Working long hours is killing hundreds of thousands of workers - mainly middle-aged or older workers - a year in a trend made worse by the Covid 19 pandemic (WHO 18/5/21). Capitalism kills.

In the first global study of the loss of life associated with longer working hours (what Marx called the extent of exploitation), the paper in the journal ENVIRONMENT INTERNATIONAL showed that 745,000 people died from stroke and heart disease associated with long working hours in 2016.

That was an increase of nearly 30 per cent from 2000.

According to Maria Neira, director of the WHO's Department of Environment, Climate Change and Health: "Working 55 hours or more per week is serious health hazard". It was reported that in the City some workers were working up to 80 hours a week.

Overall, the study - drawing on data from 194 countries - said that working 55 hours or more a week is associated with a 35 per cent higher risk of stroke and a 17 per cent higher risk of dying from ischemic heart disease compared with a 35-40-hour working week.

And the GUARDIAN reported that a Japanese worker was found dead in her Tokyo apartment with heart failure. She had logged 159 hours and 37 minutes of overtime at work in the month before her death (20 September 2019). Tokyo is the most "overworked" city out of 40 international cities but, paradoxically, is the least productive country in the G7. The Swiss Bank UBS found Mumbai, India's largest City, clocking up 3,315 per year per worker, the longest average working hours in the world.
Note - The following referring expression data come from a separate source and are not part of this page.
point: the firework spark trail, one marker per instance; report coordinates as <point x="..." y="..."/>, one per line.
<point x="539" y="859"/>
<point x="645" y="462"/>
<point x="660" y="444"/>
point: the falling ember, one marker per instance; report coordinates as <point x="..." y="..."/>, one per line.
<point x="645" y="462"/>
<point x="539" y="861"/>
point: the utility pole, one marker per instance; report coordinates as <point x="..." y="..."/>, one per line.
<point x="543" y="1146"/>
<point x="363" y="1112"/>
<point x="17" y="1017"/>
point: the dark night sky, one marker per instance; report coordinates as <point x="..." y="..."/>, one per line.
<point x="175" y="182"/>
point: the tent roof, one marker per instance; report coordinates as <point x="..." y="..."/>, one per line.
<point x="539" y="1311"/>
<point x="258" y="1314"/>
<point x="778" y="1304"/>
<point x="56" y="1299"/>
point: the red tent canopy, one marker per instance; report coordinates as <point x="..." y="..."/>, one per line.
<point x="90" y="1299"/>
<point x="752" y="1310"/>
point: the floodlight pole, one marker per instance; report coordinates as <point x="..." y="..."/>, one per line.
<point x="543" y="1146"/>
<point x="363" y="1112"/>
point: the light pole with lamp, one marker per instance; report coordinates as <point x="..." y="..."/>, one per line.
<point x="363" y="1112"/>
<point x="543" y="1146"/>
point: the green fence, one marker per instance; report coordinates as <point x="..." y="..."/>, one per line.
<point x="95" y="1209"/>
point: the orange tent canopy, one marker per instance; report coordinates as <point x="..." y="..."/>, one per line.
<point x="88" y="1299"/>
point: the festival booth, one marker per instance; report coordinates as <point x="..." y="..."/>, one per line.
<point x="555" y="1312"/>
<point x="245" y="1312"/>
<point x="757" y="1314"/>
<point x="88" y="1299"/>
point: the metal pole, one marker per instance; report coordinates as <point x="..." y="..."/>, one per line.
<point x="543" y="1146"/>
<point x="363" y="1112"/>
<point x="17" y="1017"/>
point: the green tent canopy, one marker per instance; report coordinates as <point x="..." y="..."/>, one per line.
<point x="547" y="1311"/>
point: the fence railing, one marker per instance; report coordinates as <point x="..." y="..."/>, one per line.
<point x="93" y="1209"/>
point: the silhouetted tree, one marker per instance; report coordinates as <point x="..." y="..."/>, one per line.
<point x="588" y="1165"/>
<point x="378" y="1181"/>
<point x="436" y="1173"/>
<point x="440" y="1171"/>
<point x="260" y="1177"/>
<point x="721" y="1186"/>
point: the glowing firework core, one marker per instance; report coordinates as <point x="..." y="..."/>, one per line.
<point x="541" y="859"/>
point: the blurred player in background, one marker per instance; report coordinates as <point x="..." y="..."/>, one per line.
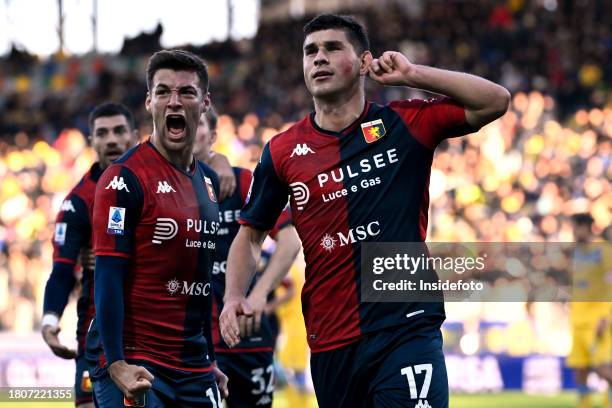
<point x="249" y="366"/>
<point x="112" y="132"/>
<point x="591" y="321"/>
<point x="155" y="222"/>
<point x="357" y="171"/>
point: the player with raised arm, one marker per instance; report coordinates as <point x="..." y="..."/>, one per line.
<point x="112" y="132"/>
<point x="357" y="171"/>
<point x="155" y="222"/>
<point x="249" y="365"/>
<point x="590" y="315"/>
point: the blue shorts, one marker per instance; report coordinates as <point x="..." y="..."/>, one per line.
<point x="390" y="368"/>
<point x="251" y="378"/>
<point x="171" y="388"/>
<point x="83" y="392"/>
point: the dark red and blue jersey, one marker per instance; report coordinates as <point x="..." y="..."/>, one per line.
<point x="367" y="183"/>
<point x="164" y="220"/>
<point x="73" y="235"/>
<point x="229" y="213"/>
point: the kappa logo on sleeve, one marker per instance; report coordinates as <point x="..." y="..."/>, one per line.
<point x="118" y="184"/>
<point x="60" y="233"/>
<point x="374" y="130"/>
<point x="301" y="150"/>
<point x="116" y="221"/>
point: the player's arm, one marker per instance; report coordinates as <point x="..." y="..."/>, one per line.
<point x="117" y="208"/>
<point x="288" y="293"/>
<point x="72" y="232"/>
<point x="483" y="100"/>
<point x="287" y="247"/>
<point x="227" y="180"/>
<point x="241" y="265"/>
<point x="266" y="199"/>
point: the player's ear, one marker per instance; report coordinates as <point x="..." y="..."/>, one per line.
<point x="206" y="102"/>
<point x="213" y="139"/>
<point x="135" y="136"/>
<point x="366" y="60"/>
<point x="148" y="102"/>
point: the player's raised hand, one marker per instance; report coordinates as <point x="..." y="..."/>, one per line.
<point x="50" y="335"/>
<point x="233" y="310"/>
<point x="131" y="379"/>
<point x="391" y="68"/>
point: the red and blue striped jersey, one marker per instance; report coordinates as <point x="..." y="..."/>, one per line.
<point x="72" y="235"/>
<point x="164" y="220"/>
<point x="367" y="183"/>
<point x="229" y="213"/>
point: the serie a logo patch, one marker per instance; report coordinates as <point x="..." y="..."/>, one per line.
<point x="116" y="221"/>
<point x="374" y="130"/>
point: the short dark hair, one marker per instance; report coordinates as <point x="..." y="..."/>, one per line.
<point x="178" y="60"/>
<point x="582" y="219"/>
<point x="107" y="109"/>
<point x="212" y="118"/>
<point x="355" y="32"/>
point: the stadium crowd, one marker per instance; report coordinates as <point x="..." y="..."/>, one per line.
<point x="518" y="179"/>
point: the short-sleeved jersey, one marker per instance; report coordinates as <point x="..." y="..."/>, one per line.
<point x="229" y="213"/>
<point x="164" y="220"/>
<point x="367" y="183"/>
<point x="591" y="280"/>
<point x="73" y="234"/>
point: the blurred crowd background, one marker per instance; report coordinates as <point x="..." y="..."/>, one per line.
<point x="518" y="179"/>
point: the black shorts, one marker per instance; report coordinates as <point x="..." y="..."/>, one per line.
<point x="390" y="368"/>
<point x="83" y="390"/>
<point x="251" y="378"/>
<point x="171" y="388"/>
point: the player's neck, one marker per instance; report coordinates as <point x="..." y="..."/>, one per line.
<point x="183" y="159"/>
<point x="336" y="114"/>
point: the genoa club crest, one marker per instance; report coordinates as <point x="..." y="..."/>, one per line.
<point x="374" y="130"/>
<point x="210" y="189"/>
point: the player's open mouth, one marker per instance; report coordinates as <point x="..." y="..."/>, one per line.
<point x="113" y="155"/>
<point x="322" y="75"/>
<point x="175" y="125"/>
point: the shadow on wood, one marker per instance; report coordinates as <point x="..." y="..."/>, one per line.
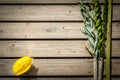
<point x="32" y="72"/>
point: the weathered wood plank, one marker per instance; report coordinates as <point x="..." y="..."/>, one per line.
<point x="84" y="78"/>
<point x="57" y="67"/>
<point x="50" y="48"/>
<point x="43" y="48"/>
<point x="48" y="1"/>
<point x="41" y="30"/>
<point x="51" y="67"/>
<point x="46" y="78"/>
<point x="48" y="30"/>
<point x="43" y="13"/>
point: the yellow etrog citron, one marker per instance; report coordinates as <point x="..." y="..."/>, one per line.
<point x="22" y="65"/>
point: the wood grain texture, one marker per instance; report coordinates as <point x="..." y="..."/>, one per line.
<point x="47" y="30"/>
<point x="43" y="48"/>
<point x="45" y="13"/>
<point x="48" y="1"/>
<point x="46" y="79"/>
<point x="41" y="30"/>
<point x="57" y="67"/>
<point x="51" y="67"/>
<point x="52" y="78"/>
<point x="50" y="48"/>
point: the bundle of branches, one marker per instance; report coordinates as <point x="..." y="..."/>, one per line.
<point x="95" y="23"/>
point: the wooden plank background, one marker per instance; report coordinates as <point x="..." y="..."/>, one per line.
<point x="50" y="31"/>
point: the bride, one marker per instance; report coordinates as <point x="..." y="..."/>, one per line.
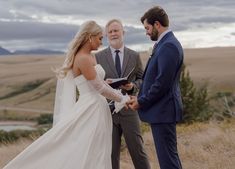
<point x="82" y="131"/>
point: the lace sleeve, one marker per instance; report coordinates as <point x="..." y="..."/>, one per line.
<point x="105" y="90"/>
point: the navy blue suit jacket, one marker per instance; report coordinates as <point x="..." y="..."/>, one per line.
<point x="160" y="97"/>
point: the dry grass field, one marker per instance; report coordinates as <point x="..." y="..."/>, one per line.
<point x="201" y="145"/>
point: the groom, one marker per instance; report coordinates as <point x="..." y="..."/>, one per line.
<point x="159" y="100"/>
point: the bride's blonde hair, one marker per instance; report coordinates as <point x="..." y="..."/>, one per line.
<point x="88" y="29"/>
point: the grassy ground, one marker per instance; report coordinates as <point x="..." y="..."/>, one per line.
<point x="201" y="146"/>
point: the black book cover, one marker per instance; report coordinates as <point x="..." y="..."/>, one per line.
<point x="120" y="81"/>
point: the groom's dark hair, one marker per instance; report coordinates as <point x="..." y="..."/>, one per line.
<point x="156" y="14"/>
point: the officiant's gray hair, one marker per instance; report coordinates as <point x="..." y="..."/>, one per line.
<point x="87" y="29"/>
<point x="112" y="21"/>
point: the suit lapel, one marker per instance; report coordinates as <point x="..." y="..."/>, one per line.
<point x="111" y="64"/>
<point x="126" y="58"/>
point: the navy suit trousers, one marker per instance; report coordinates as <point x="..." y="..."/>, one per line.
<point x="165" y="140"/>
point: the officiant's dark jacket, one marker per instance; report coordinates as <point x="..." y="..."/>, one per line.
<point x="127" y="121"/>
<point x="159" y="96"/>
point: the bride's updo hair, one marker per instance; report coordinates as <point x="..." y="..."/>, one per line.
<point x="87" y="29"/>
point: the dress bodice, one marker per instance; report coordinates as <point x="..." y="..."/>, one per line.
<point x="82" y="84"/>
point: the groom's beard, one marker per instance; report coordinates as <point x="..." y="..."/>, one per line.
<point x="154" y="34"/>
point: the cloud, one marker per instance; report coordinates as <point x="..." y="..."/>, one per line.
<point x="53" y="23"/>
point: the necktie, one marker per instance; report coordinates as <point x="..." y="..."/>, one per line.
<point x="118" y="63"/>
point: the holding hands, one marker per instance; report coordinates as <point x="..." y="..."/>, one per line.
<point x="133" y="103"/>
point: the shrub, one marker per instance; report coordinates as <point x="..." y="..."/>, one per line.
<point x="195" y="100"/>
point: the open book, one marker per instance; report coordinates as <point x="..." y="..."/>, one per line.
<point x="115" y="83"/>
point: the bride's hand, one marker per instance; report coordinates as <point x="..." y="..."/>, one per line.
<point x="123" y="103"/>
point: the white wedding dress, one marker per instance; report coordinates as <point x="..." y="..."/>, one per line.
<point x="82" y="139"/>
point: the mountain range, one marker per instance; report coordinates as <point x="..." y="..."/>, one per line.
<point x="4" y="51"/>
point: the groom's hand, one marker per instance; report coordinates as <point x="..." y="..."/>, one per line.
<point x="133" y="103"/>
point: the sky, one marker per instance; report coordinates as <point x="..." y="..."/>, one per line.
<point x="51" y="24"/>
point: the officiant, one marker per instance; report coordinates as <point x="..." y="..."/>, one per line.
<point x="118" y="61"/>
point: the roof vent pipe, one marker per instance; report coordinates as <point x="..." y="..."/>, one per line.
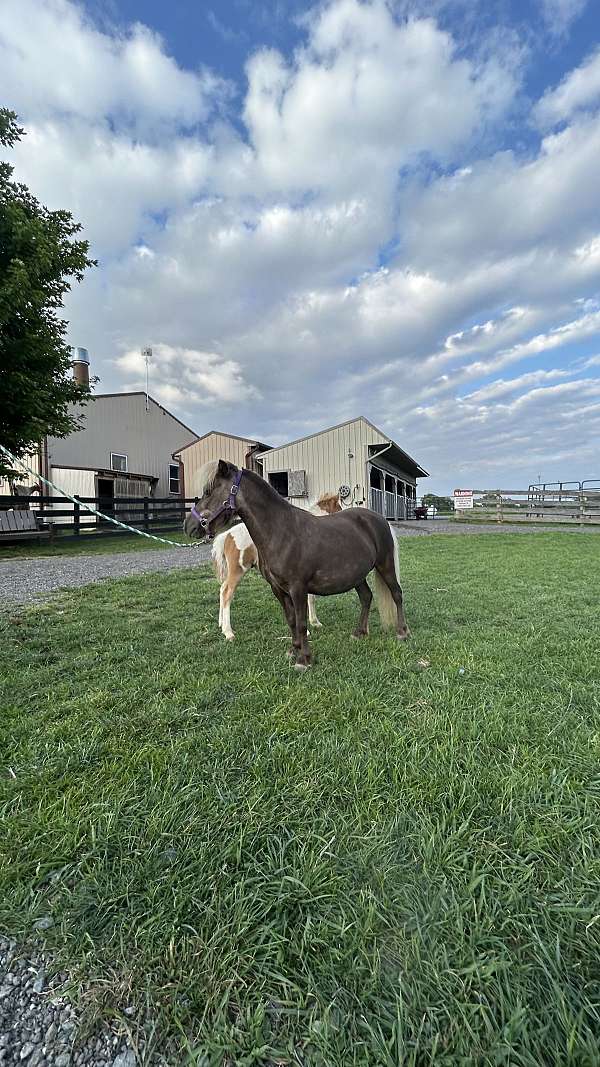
<point x="80" y="363"/>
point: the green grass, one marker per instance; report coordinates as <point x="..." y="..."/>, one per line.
<point x="87" y="544"/>
<point x="378" y="862"/>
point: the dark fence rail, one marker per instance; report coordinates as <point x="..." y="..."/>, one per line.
<point x="147" y="513"/>
<point x="563" y="505"/>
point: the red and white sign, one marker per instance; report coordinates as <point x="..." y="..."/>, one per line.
<point x="462" y="498"/>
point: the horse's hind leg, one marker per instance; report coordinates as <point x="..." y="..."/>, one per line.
<point x="227" y="590"/>
<point x="365" y="596"/>
<point x="313" y="611"/>
<point x="304" y="657"/>
<point x="287" y="606"/>
<point x="387" y="570"/>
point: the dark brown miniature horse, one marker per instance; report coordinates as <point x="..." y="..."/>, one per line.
<point x="300" y="554"/>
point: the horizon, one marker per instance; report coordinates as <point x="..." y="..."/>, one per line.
<point x="314" y="212"/>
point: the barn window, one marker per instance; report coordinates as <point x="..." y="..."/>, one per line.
<point x="279" y="480"/>
<point x="174" y="478"/>
<point x="296" y="482"/>
<point x="119" y="462"/>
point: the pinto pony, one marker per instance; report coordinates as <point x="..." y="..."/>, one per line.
<point x="234" y="554"/>
<point x="300" y="554"/>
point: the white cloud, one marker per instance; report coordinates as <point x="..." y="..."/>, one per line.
<point x="352" y="242"/>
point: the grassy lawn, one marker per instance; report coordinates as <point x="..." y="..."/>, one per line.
<point x="69" y="545"/>
<point x="392" y="859"/>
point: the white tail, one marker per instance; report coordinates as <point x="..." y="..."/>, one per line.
<point x="385" y="604"/>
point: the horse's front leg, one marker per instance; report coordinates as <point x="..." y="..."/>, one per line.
<point x="304" y="657"/>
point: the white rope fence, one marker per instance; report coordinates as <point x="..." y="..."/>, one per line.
<point x="88" y="507"/>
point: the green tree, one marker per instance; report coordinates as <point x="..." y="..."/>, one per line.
<point x="38" y="258"/>
<point x="440" y="503"/>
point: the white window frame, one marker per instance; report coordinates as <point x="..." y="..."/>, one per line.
<point x="121" y="456"/>
<point x="177" y="492"/>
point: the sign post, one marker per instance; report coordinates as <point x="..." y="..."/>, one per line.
<point x="462" y="499"/>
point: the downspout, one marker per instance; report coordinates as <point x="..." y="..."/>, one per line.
<point x="46" y="462"/>
<point x="369" y="460"/>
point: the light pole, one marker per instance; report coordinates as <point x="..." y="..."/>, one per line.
<point x="146" y="353"/>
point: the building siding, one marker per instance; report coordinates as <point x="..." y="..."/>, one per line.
<point x="214" y="446"/>
<point x="121" y="424"/>
<point x="325" y="459"/>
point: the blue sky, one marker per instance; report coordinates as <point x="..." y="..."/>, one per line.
<point x="318" y="211"/>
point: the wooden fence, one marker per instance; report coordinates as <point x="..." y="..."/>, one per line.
<point x="148" y="513"/>
<point x="580" y="506"/>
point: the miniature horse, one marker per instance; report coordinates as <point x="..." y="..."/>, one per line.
<point x="300" y="554"/>
<point x="234" y="554"/>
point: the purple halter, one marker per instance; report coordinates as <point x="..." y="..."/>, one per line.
<point x="230" y="505"/>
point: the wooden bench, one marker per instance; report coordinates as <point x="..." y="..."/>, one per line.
<point x="20" y="524"/>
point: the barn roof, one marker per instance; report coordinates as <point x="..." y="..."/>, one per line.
<point x="233" y="436"/>
<point x="393" y="450"/>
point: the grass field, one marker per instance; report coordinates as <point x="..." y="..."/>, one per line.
<point x="392" y="859"/>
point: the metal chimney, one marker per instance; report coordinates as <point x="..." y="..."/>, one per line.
<point x="80" y="364"/>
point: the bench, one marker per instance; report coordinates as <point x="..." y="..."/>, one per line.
<point x="20" y="524"/>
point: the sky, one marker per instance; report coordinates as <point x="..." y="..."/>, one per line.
<point x="387" y="208"/>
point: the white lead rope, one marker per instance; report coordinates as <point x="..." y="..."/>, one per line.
<point x="94" y="511"/>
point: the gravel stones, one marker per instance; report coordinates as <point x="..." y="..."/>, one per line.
<point x="26" y="580"/>
<point x="41" y="1026"/>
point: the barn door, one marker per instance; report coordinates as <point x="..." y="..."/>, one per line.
<point x="297" y="483"/>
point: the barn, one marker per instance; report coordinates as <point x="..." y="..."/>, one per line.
<point x="216" y="445"/>
<point x="354" y="457"/>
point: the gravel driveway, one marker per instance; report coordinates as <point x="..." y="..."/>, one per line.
<point x="25" y="580"/>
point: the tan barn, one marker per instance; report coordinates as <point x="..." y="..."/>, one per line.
<point x="356" y="458"/>
<point x="214" y="445"/>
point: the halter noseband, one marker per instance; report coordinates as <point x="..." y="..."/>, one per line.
<point x="229" y="505"/>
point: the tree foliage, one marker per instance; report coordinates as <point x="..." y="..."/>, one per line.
<point x="40" y="258"/>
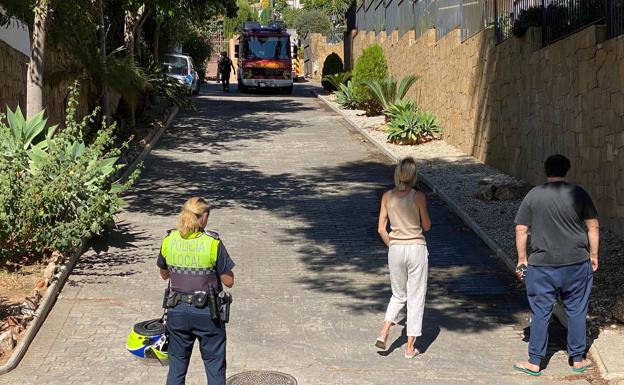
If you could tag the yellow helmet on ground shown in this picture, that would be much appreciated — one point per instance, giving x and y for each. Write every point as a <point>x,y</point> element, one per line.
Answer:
<point>148,340</point>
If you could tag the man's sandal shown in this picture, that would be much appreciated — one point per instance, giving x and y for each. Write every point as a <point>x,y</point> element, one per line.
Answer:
<point>380,343</point>
<point>414,354</point>
<point>582,369</point>
<point>520,367</point>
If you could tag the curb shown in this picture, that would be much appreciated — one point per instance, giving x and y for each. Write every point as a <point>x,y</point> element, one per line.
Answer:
<point>42,311</point>
<point>53,291</point>
<point>558,310</point>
Such is the risks to workers associated with employment. Workers are forced onto the labour market to sell their commodity labour power or ability to work. They are forced onto the labour market because the capitalist class own the means of production as private property. Employers buy labour power to work with raw resources and machinery to produce commodities for sale for a profit.

Workers spend part of their time at work producing for themselves and their families. That is necessary labour time. The rest of the time they are working for the capitalist. This is surplus labour time, in which they are contributing to the total pool of surplus value.

The ratio of surplus labour time to necessary labour time is the measure of the rate of exploitation. The capitalist class want to increase profits by increasing the intensity and extent of exploitation.

If it leaves workers with shorter lives, that is the price they pay for being employees, wage slaves to a social system that only cares about profit and capital accumulation.

This need not be the case. There is an alternative. And that is socialism: the common ownership and democratic control of the means of production and distribution by all of society.

In socialism there will be no labour market, no buying and selling of labour power and no employers and employees. Workers will work socially, cooperatively and voluntarily. Workers in socialism will produce useful goods and services to directly meet human need. Workers will not be worked to death.